Quick Look Composer: Richard Wagner
Program note originally written for the following performance:
National Symphony Orchestra: Christoph Eschenbach, conductor / Celebrating Wagner at 200: Act III of Parsifal, in concert Oct. 10 - 12, 2013
© Peter Laki


The scene is a forest near the castle where the Holy Grail is preserved. The saintly old hermit Gurnemanz hears someone groaning and discovers Kundry-the mysterious female figure who is a healer, a seer, a seductress and a cursed soul. Kundry's one word spoken during this act (dienen, to serve) shows that she now wants only to submit herself to a higher power. 

Parsifal, the innocent fool who was driven away from the Grail because of his insensitivity in Act I and was enlightened by Kundry's kiss in Act II, reappears as a penitent pilgrim after many years of solitary wandering. He bears the holy spear of the Grail, which Grail King Amfortas had once lost to Klingsor and which Parsifal has won back from that evil magician. It is Good Friday. Amfortas's father, the old King Titurel, has just died, and Amfortas, suffering from a wound that never heals, is refusing to perform the holy rites (doing so would only prolong his life which he desperately wishes to end). Parsifal has recognized that he has been chosen to save the Holy Grail. Kundry washes and anoints Parsifal's feet, and Gurnemanz, after blessing him with holy water, proclaims him the new King of the Grail. Parsifal gives Kundry the sacrament of baptism and, as they all behold the miraculous transformation of nature ("Good Friday Spell"), they proceed to the castle where they witness Titurel's funeral and are confronted with Amfortas's undying pain. Parsifal touches Amfortas's wound with the  same spear that had caused it, and the wound instantly heals. As the new King, Parsifal performs the holy rite, thereby saving the entire Grail community.
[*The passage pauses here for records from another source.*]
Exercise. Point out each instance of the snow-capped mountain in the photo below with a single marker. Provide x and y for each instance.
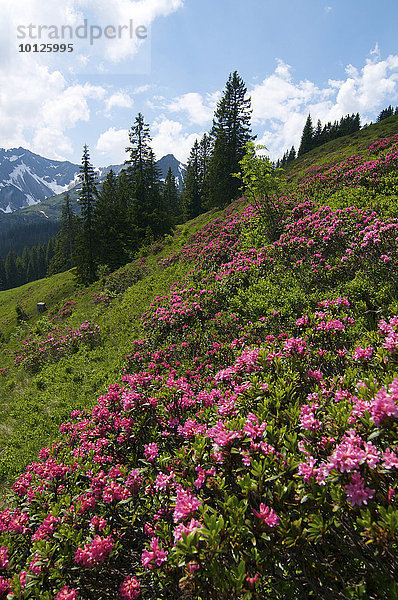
(27, 178)
(177, 168)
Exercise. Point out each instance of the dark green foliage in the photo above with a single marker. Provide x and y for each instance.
(230, 133)
(387, 112)
(3, 278)
(86, 255)
(171, 197)
(313, 138)
(64, 248)
(192, 200)
(12, 275)
(307, 137)
(29, 235)
(149, 216)
(111, 225)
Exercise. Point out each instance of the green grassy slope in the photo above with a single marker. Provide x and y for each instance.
(336, 150)
(33, 405)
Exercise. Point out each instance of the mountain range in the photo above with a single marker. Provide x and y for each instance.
(30, 183)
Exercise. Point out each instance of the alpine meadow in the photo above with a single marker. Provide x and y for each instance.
(206, 405)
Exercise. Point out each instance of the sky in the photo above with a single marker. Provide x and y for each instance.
(170, 60)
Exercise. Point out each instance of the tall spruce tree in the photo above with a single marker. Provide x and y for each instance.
(171, 198)
(148, 214)
(307, 138)
(230, 133)
(86, 262)
(110, 225)
(191, 196)
(64, 255)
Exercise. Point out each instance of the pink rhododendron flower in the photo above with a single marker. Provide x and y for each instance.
(151, 451)
(95, 552)
(267, 515)
(357, 493)
(130, 588)
(383, 406)
(67, 593)
(155, 555)
(390, 460)
(185, 505)
(193, 525)
(4, 561)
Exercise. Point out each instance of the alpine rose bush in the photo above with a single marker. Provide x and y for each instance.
(238, 458)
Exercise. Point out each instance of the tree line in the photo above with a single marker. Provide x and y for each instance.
(313, 137)
(33, 264)
(135, 208)
(387, 112)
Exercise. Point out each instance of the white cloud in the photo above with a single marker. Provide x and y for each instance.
(281, 104)
(38, 101)
(169, 137)
(200, 110)
(37, 105)
(118, 100)
(111, 145)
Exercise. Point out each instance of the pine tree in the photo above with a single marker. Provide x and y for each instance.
(191, 197)
(10, 266)
(87, 249)
(307, 137)
(292, 154)
(64, 253)
(110, 228)
(171, 196)
(229, 134)
(3, 277)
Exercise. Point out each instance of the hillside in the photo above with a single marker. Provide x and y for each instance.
(244, 441)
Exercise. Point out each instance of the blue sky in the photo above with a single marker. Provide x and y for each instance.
(329, 58)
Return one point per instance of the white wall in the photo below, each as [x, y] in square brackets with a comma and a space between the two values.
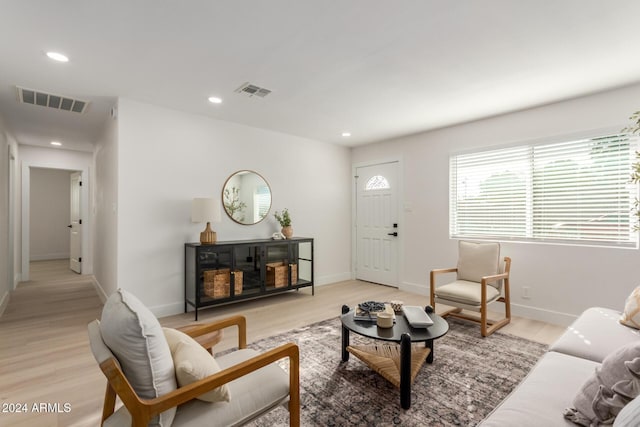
[8, 149]
[50, 200]
[104, 209]
[166, 158]
[564, 280]
[52, 158]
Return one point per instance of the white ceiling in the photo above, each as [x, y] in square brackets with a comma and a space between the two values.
[377, 68]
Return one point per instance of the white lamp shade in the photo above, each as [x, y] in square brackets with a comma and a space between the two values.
[205, 210]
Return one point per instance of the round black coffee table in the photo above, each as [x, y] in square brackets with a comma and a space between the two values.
[398, 364]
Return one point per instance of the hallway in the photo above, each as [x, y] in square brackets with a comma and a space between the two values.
[45, 350]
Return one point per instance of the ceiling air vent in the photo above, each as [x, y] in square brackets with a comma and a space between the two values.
[252, 90]
[43, 99]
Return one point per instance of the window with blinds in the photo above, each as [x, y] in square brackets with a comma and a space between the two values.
[571, 192]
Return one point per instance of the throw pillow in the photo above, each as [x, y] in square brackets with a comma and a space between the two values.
[615, 383]
[631, 314]
[135, 337]
[629, 415]
[193, 363]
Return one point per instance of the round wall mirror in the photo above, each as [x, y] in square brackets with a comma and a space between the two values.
[246, 197]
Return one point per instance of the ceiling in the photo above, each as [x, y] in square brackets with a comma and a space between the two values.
[378, 69]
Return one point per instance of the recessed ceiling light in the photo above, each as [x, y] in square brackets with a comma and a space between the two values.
[57, 57]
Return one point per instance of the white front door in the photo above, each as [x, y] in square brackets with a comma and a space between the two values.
[75, 227]
[377, 223]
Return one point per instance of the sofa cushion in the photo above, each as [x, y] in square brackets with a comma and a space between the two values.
[253, 395]
[609, 389]
[193, 363]
[542, 396]
[595, 334]
[631, 314]
[135, 337]
[476, 260]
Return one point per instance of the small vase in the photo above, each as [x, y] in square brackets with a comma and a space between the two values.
[287, 232]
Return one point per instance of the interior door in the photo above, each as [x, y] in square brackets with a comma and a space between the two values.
[75, 224]
[377, 223]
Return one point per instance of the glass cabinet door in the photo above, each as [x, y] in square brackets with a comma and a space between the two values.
[215, 273]
[277, 266]
[246, 270]
[304, 259]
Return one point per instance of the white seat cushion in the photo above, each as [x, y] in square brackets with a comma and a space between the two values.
[253, 395]
[135, 337]
[595, 334]
[465, 292]
[193, 363]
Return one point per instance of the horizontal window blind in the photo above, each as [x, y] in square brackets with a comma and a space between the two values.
[575, 192]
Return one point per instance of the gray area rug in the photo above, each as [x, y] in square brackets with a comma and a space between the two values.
[470, 375]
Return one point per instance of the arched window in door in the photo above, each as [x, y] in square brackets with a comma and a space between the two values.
[377, 182]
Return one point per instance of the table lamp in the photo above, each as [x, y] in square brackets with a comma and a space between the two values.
[203, 209]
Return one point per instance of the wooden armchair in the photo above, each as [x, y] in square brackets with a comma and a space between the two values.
[481, 280]
[244, 371]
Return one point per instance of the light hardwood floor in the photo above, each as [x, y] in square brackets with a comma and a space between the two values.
[45, 355]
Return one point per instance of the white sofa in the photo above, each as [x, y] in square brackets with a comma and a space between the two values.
[551, 386]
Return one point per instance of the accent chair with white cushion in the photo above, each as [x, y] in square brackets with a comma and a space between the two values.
[172, 381]
[482, 278]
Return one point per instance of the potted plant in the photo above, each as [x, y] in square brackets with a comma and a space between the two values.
[634, 129]
[285, 223]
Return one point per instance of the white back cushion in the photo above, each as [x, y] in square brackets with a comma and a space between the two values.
[476, 260]
[135, 336]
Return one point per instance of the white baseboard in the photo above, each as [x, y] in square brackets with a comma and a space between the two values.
[549, 316]
[167, 309]
[101, 293]
[4, 302]
[333, 278]
[46, 257]
[416, 288]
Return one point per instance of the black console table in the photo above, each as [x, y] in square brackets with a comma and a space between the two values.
[232, 271]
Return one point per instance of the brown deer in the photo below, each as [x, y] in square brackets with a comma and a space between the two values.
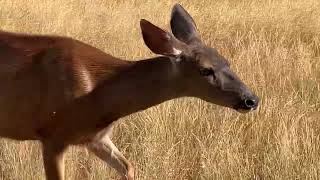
[64, 92]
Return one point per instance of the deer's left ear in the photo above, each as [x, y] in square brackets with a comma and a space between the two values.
[159, 41]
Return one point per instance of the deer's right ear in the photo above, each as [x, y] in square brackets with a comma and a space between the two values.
[158, 40]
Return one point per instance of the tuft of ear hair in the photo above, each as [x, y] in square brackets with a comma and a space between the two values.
[158, 40]
[182, 25]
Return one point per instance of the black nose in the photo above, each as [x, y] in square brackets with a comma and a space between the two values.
[251, 103]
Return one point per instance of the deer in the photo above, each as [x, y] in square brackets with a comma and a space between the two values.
[63, 92]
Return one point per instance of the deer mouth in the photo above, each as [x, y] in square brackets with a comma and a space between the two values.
[242, 108]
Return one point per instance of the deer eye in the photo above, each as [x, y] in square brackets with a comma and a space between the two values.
[206, 72]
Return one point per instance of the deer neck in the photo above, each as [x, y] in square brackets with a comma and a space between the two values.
[143, 84]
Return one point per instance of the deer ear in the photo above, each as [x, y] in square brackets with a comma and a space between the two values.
[158, 40]
[182, 25]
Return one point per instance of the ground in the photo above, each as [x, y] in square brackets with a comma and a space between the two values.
[274, 47]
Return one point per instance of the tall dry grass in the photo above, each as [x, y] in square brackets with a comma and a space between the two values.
[272, 44]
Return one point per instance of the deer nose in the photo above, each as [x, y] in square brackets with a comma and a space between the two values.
[251, 103]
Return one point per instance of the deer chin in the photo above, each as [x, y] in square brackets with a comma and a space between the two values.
[243, 110]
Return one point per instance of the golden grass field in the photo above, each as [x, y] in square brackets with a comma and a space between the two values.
[274, 46]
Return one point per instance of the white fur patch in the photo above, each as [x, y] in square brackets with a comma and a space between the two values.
[176, 52]
[85, 79]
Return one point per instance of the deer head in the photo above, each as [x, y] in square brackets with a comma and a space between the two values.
[203, 72]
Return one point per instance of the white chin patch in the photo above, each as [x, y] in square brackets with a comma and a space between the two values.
[176, 52]
[243, 111]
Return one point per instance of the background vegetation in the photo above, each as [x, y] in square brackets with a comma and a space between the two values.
[272, 44]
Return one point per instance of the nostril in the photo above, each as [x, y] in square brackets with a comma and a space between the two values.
[250, 103]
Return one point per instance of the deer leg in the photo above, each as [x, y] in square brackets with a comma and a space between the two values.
[53, 160]
[104, 148]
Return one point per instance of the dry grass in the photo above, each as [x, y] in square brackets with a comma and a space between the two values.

Parsifal is a drama about healing and compassion. As Wagner's last work, it is in many ways his artistic testament-a summation of many of the ideas that run through the 40 years of his creative career.

The opera was not completed until 1882, but the topic had been at the back of Wagner's mind since the mid-1840s, when he first read the medieval epic Parzival by Wolfram von Eschenbach, who is one of the main characters in Tannhäuser (1845). The protagonist of Lohengrin (1848) is none other than Parsifal's son, and Parsifal (Wagner changed the spelling of the name) is mentioned explicitly at the end of Lohengrin's Gralserzählung ("Narrative of the Grail").

Returning to the Grail theme armed with the experience of the revolutionary music dramas The Ring of the Nibelung and Tristan and Isolde, Wagner could avail himself of a new musical language enriched by advanced chromatic harmonies, a highly developed system of leitmotivs, and a deeper philosophical understanding of ancient myths. Parsifal's journey toward self-discovery is set against the mystery of Good Friday and Easter-renewal in nature and liberation from suffering.

Act III opens with a tension-laden, slow orchestral prelude: a musical image of the turmoil from which the world needs to be saved.  In each of the act's two scenes, Parsifal-having himself undergone a redeeming transformation-brings redemption to two flawed characters: first to Kundry, in a private act, and then to Amfortas, in front of the entire Grail community. Musically, each of these healing acts is accompanied by a definite brightening of the musical idiom: the tortured harmonic ambivalence gives way to more clearly defined tonalities as suffering is alleviated and spiritual peace restored. Between the two redemptions, while the scene changes from the forest hut to the temple, we hear the magnificent music of the "Good Friday Spell," often performed as a separate orchestral excerpt. In this deeply moving paean to the beauty of nature and the eternal renewal of springtime, the rejuvenation of the visible world is seen as the external reflection of the Resurrection of Christ on Easter Day.

According to a recent commentator, Parsifal cannot be just "performed"; it must be celebrated. This sacral quality becomes evident in the final portion of the opera, which begins with the funeral march of the knights and continues with Amfortas's final, painful outcry. Parsifal's appearance with the healing spear leads directly into the concluding chorus and the protagonist's apotheosis.